Bronchoscopy


What is a bronchoscopy?

Bronchoscopy is a procedure that allows the physician to view the respiratory tract through a fiberoptic tube (bronchoscope). The bronchoscope is a flexible tube with a camera at the end. The tube is passed either through the mouth or nose and into the respiratory tract. This procedure also enables the physician to collect samples of lung tissues, cells or fluids.

Preparation

  • Before the procedure, blood tests are sometimes required.
  • No food or drink for at least six hours before the procedure.
  • Intravenous catheter (I.V.) will be placed so that medications can be given if needed.
  • Please arrange for transportation home, as you may be drowsy after the procedure.

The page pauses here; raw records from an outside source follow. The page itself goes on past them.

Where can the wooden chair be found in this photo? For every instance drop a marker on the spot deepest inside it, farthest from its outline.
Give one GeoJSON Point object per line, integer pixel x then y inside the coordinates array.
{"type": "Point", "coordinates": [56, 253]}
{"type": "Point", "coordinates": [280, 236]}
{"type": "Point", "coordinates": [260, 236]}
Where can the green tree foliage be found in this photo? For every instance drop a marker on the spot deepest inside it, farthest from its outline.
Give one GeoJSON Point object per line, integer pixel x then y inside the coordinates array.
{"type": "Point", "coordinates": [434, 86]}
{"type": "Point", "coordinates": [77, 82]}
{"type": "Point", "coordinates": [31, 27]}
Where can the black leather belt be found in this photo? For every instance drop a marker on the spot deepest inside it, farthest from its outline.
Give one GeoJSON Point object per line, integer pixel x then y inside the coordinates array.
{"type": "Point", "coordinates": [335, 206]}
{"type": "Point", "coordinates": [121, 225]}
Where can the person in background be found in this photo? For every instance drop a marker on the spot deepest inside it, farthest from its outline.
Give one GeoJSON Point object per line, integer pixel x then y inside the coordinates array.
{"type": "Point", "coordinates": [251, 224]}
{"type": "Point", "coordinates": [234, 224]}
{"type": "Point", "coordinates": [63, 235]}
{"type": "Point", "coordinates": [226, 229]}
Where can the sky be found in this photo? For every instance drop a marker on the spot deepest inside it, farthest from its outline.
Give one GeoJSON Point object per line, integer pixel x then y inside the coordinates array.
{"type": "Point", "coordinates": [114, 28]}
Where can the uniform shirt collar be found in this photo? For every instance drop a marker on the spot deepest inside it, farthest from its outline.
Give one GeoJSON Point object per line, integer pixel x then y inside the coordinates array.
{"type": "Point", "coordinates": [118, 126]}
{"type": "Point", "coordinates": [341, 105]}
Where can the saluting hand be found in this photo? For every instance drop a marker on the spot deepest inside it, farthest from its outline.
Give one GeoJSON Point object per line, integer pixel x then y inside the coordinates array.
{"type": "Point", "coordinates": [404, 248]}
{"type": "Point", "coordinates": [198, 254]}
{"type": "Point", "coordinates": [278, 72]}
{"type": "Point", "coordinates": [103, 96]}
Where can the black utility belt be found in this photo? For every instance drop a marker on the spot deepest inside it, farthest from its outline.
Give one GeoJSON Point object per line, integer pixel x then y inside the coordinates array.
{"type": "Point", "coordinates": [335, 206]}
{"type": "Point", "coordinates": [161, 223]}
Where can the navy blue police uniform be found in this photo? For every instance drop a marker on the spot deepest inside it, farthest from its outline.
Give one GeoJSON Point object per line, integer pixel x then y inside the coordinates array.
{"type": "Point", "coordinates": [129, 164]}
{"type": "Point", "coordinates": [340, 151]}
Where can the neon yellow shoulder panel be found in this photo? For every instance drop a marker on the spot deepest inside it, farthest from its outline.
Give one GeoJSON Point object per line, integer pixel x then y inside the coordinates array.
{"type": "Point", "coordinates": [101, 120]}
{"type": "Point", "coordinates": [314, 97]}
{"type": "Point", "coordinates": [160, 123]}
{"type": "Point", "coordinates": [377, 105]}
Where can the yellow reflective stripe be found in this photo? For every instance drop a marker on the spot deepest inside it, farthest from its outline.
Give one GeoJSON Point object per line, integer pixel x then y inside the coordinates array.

What you should know about this procedure

  • The physician will explain the procedure and get your consent if he/she has not already done so.
  • Dentures and/or plates must be removed. A medication may be given to relax you and you may feel sleepy during the procedure.
  • Next you will be assisted into the proper position. The head of the bed will be elevated so that you are in a sitting position. Your head will be extended back as if you were looking at the ceiling.
  • The physician will then spray an anesthetic into your nose and throat to decrease discomfort and gagging that can occur when the scope is inserted. The anesthetic has an unpleasant taste and you will begin to feel your throat get numb.
  • The procedure will then begin. It is not uncommon to require oxygen through a tube in your nose or by a mask over your face during the procedure and for a short time afterward. A heart monitor may also be used during the procedure.
  • When the bronchoscopy is done, your voice is likely to be hoarse and your throat sore. These effects are temporary. You will be asked to temporarily avoid coughing and to spit out saliva/sputum into a basin until you can swallow normally.
  • The anesthetic spray used on your throat just prior to the procedure can continue to affect your ability to swallow properly for up to four hours after the procedure. Therefore, you will not be allowed to eat or drink until your swallowing reflex has returned. The nurse will test this by tickling your throat with a cotton swab. Once the swallowing reflex has returned, you will be offered sips of water. Until your swallowing reflex returns you will also need to remain sitting upright in bed.
  • Once the swallowing reflex has returned, salt water gargles and lozenges may be helpful for sore throat.
  • Smoking after having a bronchoscopy is discouraged, as it will increase irritation in respiratory tract.
  • Please inform your physician if you should develop any of the following: shortness of breath, wheezing, bloody sputum, fevers, chest pain.